Jimerson v. Ilabnez (Texas 2018) $85,000: plaintiff states his minor daughter was a passenger in a vehicle driven by defendants that became involved in motor vehicle collision. The plaintiff and his daughter sustained unspecified injuries as a result of the collision. At the time of the accident, defendant was insured by Allstate Insurance Company. Allstate and the driver denied liability. Nonetheless, Allstate on behalf of defendant settled the claim for the sum of $85,000.
Wiggins v. K.L (Virginia 2018) $100,000: minor female rode on the back of a moped operated by a third party. While the moped was within a crosswalk at or near an intersection, the third party allegedly was involved in an accident with motorist defendant. K.L reported unspecified injuries due to the accident. The defendant, without admitting liability, offered to pay $100,000 as a compromise settlement for any claims made by K.L or in her name due to the accident. Plaintiff accepted the offer.
Winters v. Allstate Fire and Casualty Insurance Company (Ohio 2018) $4,083: an adult female motorist, reportedly suffered whiplash after her vehicle was rear-ended by a vehicle operated by a phantom driver. At the time of the collision, the plaintiff was allegedly insured with a policy of insurance with defendant Allstate. The plaintiff contended the defendant failed to fully pay on the uninsured motorist coverage of the policy. The defendant denied liability. A jury found for the plaintiff in the amount of $4,083.37.
Deverell v. Madison (Oregon 2018) $6,300: plaintiff stopped at a four way intersection, then proceeded into the intersection when it was clear. The defendant failed to stop at a stop sign, resulting in a T-Bone collision. Plaintiff claimed that the defendant was exhibiting signs of intoxication and left the scene when she notified the defendant that she had called the policed. The defendant disputed liability, claiming that she was established in the intersection when her vehicle was stuck on the rear driver’s side door by plaintiff vehicle, and that plaintiff was driving at an unreasonable speed. The jury awarded plaintiff $6,300 in damages.
Stricker v. Allstate (Washington 2018) $300,000: plaintiff contended, his vehicle was struck from the rear by an underinsured drunk driver.
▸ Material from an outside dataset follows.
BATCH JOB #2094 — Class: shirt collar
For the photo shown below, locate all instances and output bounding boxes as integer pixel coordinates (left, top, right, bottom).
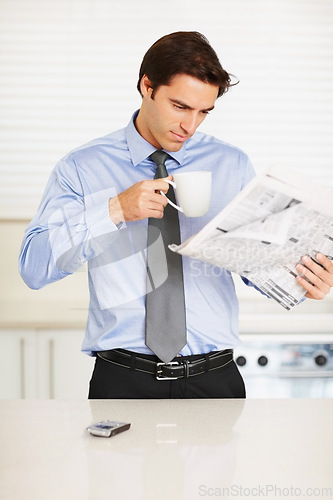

The plaintiff suffered whiplash with significant neck pain. The at-fault driver fled the scene but was later apprehended. Plaintiff settled his claim against the at-fault driver for $50,000 and brought his action against the defendant Allstate. The jury awarded the plaintiff $300,000.
What If I Need a Lawyer? What Will It Cost?
If you cannot handle your own case, you should call me or another Maryland personal injury lawyer. It shouldn’t cost you anything to hire a lawyer for a car accident case. A personal injury lawyer will handle your car accident case with no money down on a contingency fee arrangement. This means your lawyer receives a percentage of any money collected in your case. If they don’t collect anything they don’t get paid.
Ultimately, if you don’t hire a lawyer, there is a really good chance you are going to get burned and cause irreparable harm to your case. But for some, again particularly in smaller cases, it is a chance that you may want to take to settle your case without a lawyer. If that is the spot you believe you are in, I hope this information helps you.